By Wezzie Gausi:
The Malawi Law Society (MLS) says it is waiting for financial support from well-wishers for lawyers to start providing pro-bono services nationwide.
Earlier this year, the society issued a statement calling for lawyers to register for the provision of pro-bono services, an exercise billed to be taking place once or twice a year.
Last year, a proposal to allow paralegals to be representing clients in surbordinate courts opened a can of worms, resulting in MLS referring the issue to the courts.
MLS President Patrick Mpaka told The Daily Times Sunday that they have 50 lawyers on standby.
He said MLS will be working closely with Legal Aid Bureau (Lab) and that they had an initial planning meeting with bureau officials on September 29 2022.
“Key action points were agreed and the main issue at the moment is funding. We have developed the concept and are currently looking for financial support to effectively and sustainably implement the plan at the scale envisaged.
“By the time of the rollout, we expect the number of lawyers to grow to at least 100 because, obviously, there will be more excitement and more understanding of what we are doing,” Mpaka said.
Recently, Legal Affairs Committee of Parliament Chairperson Peter Dimba described the move by MLS as commendable.
Dimba said MLS members had always offered pro bono services in partial fulfilment of the requirements for the annual renewal of their practising licenses.
“This, however, has nothing to do with the issue of allowing paralegal officers at the Legal Aid Bureau to have limited right of audience before subordinate courts.
“The Legal Aid Bureau currently has about 25,000 cases in its in-tray. So, even if all the MLS members, who are about 900, dedicated more hours to pro-bono services, the need for more legal officers at the bureau would still be there,” Dimba said.
The initiative comes after Legal Aid Bureau started advancing the idea that paralegals be allowed to represent clients in subordinate courts.

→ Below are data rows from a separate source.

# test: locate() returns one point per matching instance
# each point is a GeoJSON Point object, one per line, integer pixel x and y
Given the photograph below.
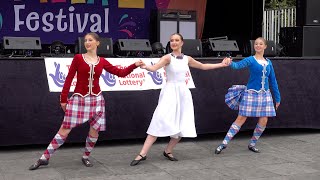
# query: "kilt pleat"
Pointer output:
{"type": "Point", "coordinates": [83, 109]}
{"type": "Point", "coordinates": [250, 103]}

Last year, Legal Aid Bureau officials and human rights advocates were agitating for the amendment of some provisions of the Legal Aid Act, claiming that the services of private practice lawyers were more expensive than those offered by the Legal Aid Bureau.
The bureau had, at that time, proposed to Parliament to amend Section 14 of the Legal Aid Act to allow paralegals to practice in subordinate courts. The bureau indicated that there was a backlog of 23,000-plus cases but it only has 25 lawyers and 36 paralegals in its books.

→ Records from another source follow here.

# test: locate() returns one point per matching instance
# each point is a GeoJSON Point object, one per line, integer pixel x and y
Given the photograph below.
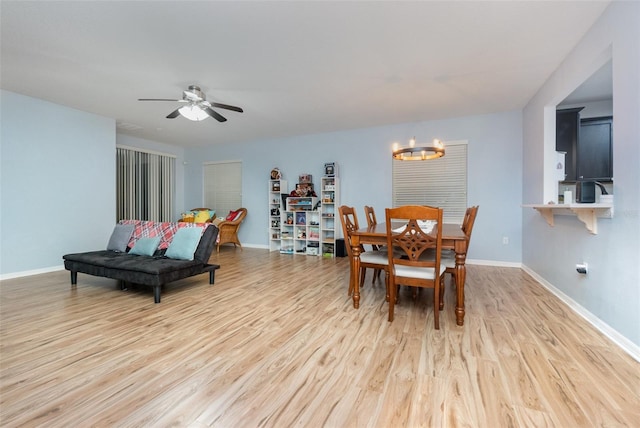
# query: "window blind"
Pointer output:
{"type": "Point", "coordinates": [223, 186]}
{"type": "Point", "coordinates": [145, 185]}
{"type": "Point", "coordinates": [438, 182]}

However, MLS sought the courts’ intervention.
A statement from the MLS Executive Committee to its members indicated at the time that an application for leave of the judicial review had been filed with notice— meaning that the application was also served to the respondents who are Chairperson for the Legal Affairs Committee of the National Assembly and the Legal Affairs Committee.
“To avoid curtailing any public debate while seeking binding legal guidance on legal issues noted by the executive, we have filed a With Notice Application for Permission and are not for the time being seeking any stay or injunction. Our hope is that the court will give the permission and provide a relevant guide to Legal Affairs Committee of Parliament in time,” reads the letter dated September 16 2021 and signed by Honorary Secretary Chrispin Ngunde.